Yesterday, students from across the district had the opportunity to visit the Laurie Guichon Memorial Grasslands Interpretive Site to learn about our beautiful surroundings and the invasive species that are threatening them.

Q101 had the opportunity to speak with Rachel Whitehouse a Rangeland Agrologist with the Ministry of Forests and Coleen Hougen an Invasive Plant Management Coordinator for the Thompson Nicola Invasive Plant Management Committee and the TNRD.

“An invasive weed is one that has special characteristics that make it a threat to either the environment, social values or cultural values,” said Whitehouse. “So, these are weeds that reproduce really quickly, have special adaptations that help them out compete other plants more so than your typical weed.”

Hougen spoke to why she feels it’s so important to help educate the students at such a young age.

“It’s good to instill this in them to get appreciation for our natural landscapes, their values and how invasive plants can impact them,” said Hougen. “I feel that when they learn this at a young age, they’re able to carry this on into the future and into their science programs. Hopefully become stewards of the land at some point and help do what they can to prevent further introduction and spread.”
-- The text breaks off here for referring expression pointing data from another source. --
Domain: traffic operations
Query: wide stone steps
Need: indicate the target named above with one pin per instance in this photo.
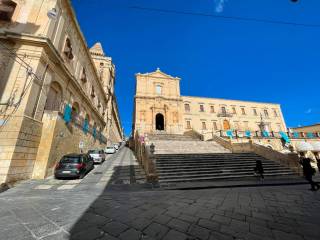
(169, 137)
(219, 169)
(217, 166)
(222, 177)
(186, 144)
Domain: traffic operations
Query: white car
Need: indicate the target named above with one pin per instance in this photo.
(97, 155)
(110, 150)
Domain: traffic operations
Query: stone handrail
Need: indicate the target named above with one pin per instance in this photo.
(290, 160)
(145, 158)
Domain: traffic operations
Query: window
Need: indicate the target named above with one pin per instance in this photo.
(158, 89)
(68, 49)
(142, 116)
(236, 125)
(7, 9)
(279, 127)
(188, 123)
(214, 126)
(92, 92)
(275, 113)
(83, 77)
(187, 107)
(175, 117)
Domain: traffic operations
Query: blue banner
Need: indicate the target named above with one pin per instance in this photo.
(285, 137)
(265, 134)
(85, 126)
(94, 133)
(248, 133)
(310, 135)
(67, 113)
(296, 135)
(229, 133)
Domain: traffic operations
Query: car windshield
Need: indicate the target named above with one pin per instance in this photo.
(93, 151)
(70, 159)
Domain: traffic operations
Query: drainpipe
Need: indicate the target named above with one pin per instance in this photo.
(40, 91)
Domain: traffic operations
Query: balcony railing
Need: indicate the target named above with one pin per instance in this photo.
(80, 123)
(224, 114)
(267, 134)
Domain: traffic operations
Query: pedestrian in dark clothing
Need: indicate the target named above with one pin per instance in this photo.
(308, 172)
(259, 169)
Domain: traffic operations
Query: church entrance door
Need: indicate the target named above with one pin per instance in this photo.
(159, 122)
(226, 125)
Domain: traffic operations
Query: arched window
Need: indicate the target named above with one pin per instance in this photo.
(7, 8)
(75, 111)
(187, 107)
(68, 49)
(158, 89)
(159, 122)
(54, 97)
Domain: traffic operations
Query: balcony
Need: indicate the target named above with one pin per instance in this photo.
(224, 114)
(7, 8)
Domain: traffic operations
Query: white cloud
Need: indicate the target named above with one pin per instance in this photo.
(219, 5)
(308, 111)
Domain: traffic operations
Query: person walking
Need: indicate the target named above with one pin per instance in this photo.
(308, 172)
(259, 169)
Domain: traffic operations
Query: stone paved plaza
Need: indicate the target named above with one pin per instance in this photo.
(90, 209)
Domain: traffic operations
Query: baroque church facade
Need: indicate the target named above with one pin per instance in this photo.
(160, 108)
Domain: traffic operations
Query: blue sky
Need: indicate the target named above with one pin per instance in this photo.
(221, 58)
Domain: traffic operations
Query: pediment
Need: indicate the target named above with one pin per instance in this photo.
(158, 74)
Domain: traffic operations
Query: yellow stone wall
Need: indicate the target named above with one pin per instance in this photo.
(32, 62)
(19, 140)
(150, 101)
(59, 139)
(237, 120)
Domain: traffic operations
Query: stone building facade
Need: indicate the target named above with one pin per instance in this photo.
(159, 107)
(54, 92)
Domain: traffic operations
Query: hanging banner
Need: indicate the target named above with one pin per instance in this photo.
(94, 133)
(85, 126)
(67, 113)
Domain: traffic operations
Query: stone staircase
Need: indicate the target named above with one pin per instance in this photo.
(173, 168)
(175, 144)
(172, 137)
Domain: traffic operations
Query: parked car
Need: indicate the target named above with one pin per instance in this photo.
(110, 150)
(73, 165)
(97, 155)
Knapweed is one of if not the most prevalent invasive species found in the Merritt area.  The plant produces 150 thousand seeds per metre squared. One of the stations the students were visiting was small area that they were helping clear of the invasive species.

“It was brought over here in the late 1800’s accidently as a contaminate in alfalfa seed and it has just spread all over North America,” said Whitehouse. “It outcompetes all the native plants, it releases a chemical that kills off the surrounding grass. So, it’s really hard on livestock and wildlife to forage.”

Hougen added in its native habitat in Russia, knapweed is not considered to be invasive due to other species in the area to are able to compete against it.